In 1986, materials were discovered that superconduct at temperatures up to 130 K, much higher than the highest temperature achieved by previously known superconducting materials (about 23 K). These high-temperature superconductors are ceramic copper oxides, which suffer from intrinsically weak links at internal grain boundaries, making the fabrication of magnets from them extremely difficult. They are very interesting to magnet designers, however, because their critical fields are far higher than those of any of the superconductors now routinely used for magnet fabrication. The technical challenges they pose are being overcome, so the field strengths that can be obtained from superconducting magnets are likely to increase significantly in the next few years.

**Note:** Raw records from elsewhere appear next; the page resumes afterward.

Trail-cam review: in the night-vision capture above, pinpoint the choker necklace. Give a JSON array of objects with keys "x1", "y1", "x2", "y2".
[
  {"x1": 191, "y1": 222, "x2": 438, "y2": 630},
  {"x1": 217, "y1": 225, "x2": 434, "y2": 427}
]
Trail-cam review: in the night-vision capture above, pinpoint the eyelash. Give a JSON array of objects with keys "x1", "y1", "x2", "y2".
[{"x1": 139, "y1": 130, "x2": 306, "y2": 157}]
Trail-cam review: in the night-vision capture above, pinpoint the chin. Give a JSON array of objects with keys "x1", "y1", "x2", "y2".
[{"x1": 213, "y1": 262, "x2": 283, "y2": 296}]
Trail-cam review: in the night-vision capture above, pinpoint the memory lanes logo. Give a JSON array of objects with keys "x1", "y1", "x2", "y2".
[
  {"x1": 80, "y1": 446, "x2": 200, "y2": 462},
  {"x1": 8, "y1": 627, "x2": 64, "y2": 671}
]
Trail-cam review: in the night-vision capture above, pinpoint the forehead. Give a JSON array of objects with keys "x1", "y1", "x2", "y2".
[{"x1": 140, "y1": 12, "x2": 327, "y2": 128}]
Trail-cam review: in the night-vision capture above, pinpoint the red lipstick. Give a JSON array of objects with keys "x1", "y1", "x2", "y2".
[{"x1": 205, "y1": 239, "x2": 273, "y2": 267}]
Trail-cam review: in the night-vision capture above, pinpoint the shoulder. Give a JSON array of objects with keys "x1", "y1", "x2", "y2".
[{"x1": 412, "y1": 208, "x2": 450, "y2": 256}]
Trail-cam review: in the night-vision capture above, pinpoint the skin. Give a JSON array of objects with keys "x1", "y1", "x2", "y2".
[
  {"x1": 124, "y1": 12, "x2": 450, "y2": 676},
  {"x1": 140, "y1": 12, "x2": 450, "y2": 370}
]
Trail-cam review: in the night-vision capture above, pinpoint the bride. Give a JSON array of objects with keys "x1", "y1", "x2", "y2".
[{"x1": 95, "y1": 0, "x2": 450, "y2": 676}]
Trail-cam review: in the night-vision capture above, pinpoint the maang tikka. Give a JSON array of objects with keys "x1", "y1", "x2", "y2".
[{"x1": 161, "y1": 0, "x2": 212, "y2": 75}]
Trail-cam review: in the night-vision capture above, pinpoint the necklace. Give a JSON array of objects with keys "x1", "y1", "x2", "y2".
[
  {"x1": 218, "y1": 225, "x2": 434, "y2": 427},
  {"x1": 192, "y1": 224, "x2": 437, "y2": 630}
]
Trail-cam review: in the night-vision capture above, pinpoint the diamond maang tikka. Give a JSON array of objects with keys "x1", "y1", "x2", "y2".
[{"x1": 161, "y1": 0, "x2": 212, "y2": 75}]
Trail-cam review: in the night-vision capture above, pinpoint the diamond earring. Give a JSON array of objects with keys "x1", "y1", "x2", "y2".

Resistive magnets can generate fields with strengths greater than about 45 T, but only for short times. The NHMFL has magnets that generate fields of about 60 T for tenths of a second, 65 T for hundredths of a second, or about 200 T for milliseconds. If partial or total instrument destruction can be tolerated, fields well
above 300 T can be generated for microseconds. As the duration of the field pulse a magnet delivers declines, however, so too does its utility as a tool for scientific research. Consequently, the committee took the view that both the technologies and the science associated with fields of very short duration (less than a few milliseconds) lie outside the scope of its inquiry.2
This report has been written for readers who have a technical background and at least some familiarity with high magnetic field science. The committee’s decision to write at this level was made following discussions with the NSF. The body of this report begins with an overview of the science that is being done using high-field magnets and the science opportunities and challenges that might open up if higher-field magnets were developed. It closes with a discussion of magnet technology that explains why the fields generated by today’s most powerful DC magnets are less than two orders of magnitude stronger than those available to scientists in the 19th century, and points out the opportunities that now exist for developing more powerful magnets. This report includes several appendixes the readers may find useful, such as descriptions of selected high-field facilities around the globe, tutorials on advanced topics, and a glossary of common terms.